Bizans halkı,Bizans imparatorunun zulümlerinden bıkmış,mezhep ayrılığından dolayı yapılan zulümlerden artık dayanacak takati kalmamıştı.Tek umut olarak Osmanlı Padişahı Fatih Sultan Mehmedin kendilerini bu zulümden kurtarmasını görüyorlardı.Ve bir an önce İstanbulu alması için haberciler gönderiyorlardı.
Tehlikeyi sezen İmparator Konstantin Avrupa’daki tüm devletlerden yardım istedi. 2 Nisan 1453’te Haliç ağzına zincir gerdirdi.
Fatih, İstanbul’un ancak Osmanlı Donanması’nın Haliç’e girmesiyle fethedileceğini anlayarak Tophane’den Kasımpaşa’ya kadar kızaklar döşetti. Kara yoluyla gemiler Haliç'e indirildi.
Uzun süren kuşatmadan sonra 27 Mayıs günü başlayan ve 3 gün süren top ateşi kentin surlarında büyük geldikler açmıştı. 29 Mayıs gecesi başlayıp sabaha kadar süren iki saldırıdan sonra sabaha karşı genel hücuma geçildi. Ulubatlı Hasan surlara çıkarak bayrağı oraya dikti. Ardından tüm askerler surları aşarak şehre girdiler. Böylece 54 gün süren kuşatma sonucu İstanbul Fatih tarafından fethedildi.

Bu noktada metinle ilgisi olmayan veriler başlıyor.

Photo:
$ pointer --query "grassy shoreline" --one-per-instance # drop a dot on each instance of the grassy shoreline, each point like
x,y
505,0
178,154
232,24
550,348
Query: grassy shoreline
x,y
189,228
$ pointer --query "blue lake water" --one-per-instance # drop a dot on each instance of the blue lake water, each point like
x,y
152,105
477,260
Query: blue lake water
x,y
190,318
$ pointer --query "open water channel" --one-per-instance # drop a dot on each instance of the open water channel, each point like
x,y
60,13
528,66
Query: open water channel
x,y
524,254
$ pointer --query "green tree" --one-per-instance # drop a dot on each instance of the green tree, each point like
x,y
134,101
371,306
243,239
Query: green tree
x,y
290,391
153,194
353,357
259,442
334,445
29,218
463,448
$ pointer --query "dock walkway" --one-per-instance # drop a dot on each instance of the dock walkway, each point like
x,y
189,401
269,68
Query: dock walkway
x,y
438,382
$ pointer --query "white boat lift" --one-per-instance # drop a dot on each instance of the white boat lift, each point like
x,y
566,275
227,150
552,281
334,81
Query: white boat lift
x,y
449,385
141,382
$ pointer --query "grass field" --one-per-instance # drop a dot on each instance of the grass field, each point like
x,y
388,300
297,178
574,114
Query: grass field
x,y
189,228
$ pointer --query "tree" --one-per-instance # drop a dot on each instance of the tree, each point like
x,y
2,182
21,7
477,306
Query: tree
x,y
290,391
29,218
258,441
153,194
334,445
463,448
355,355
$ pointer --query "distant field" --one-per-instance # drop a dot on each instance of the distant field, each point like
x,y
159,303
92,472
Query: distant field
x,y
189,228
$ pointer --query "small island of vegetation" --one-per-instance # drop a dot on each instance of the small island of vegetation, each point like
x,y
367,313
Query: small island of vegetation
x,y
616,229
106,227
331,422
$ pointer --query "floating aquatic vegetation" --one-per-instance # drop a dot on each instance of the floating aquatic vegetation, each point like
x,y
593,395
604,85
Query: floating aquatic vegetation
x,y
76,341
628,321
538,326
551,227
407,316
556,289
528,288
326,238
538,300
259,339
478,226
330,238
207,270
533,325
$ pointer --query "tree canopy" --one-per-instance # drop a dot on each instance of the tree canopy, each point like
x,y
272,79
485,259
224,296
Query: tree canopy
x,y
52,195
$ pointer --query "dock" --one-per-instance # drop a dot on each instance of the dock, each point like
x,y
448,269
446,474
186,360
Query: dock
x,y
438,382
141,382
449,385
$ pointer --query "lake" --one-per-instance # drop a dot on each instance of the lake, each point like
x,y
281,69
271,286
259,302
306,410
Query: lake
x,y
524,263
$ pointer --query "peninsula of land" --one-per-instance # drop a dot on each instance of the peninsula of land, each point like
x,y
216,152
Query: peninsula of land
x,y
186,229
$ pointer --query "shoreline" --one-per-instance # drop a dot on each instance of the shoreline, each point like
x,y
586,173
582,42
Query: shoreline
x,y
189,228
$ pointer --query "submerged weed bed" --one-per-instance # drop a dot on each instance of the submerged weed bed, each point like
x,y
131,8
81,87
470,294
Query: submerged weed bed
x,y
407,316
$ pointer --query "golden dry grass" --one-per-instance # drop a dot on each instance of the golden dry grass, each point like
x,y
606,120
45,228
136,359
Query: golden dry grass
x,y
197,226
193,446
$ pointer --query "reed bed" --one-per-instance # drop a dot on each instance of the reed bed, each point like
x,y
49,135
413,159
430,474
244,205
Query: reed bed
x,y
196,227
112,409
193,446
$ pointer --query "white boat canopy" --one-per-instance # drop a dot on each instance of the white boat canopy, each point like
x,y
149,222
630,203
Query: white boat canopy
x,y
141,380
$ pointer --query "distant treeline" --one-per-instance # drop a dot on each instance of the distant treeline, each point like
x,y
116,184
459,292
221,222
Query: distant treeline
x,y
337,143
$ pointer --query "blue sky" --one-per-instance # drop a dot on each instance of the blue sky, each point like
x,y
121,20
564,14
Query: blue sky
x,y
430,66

“İstanbul bir gün fetholunacaktır. Ne mutlu o komutana.” (Hz. Muhammed) hadisindeki sevaba ulaşmak arzusu ile yola çıkan Fatih Sultan Mehmet 29 Mayıs 1453 Salı günü İstanbul’u fethetti. İstanbul’un fethi ile Ortaçağ sona ermiş, Yeniçağ başlamış oldu. Fatih Sultan Mehmet 21 yaşında tarihe çağ açan padişah olarak adını yazdırdı.
Bizler de Fatih ve kumandasındaki orduyu saygı ile anarak 564. yılı kutlarken, Allah'ın bizlere bu kutlu şehri bir daha fethetmek zorunda bırakmamasını diliyoruz.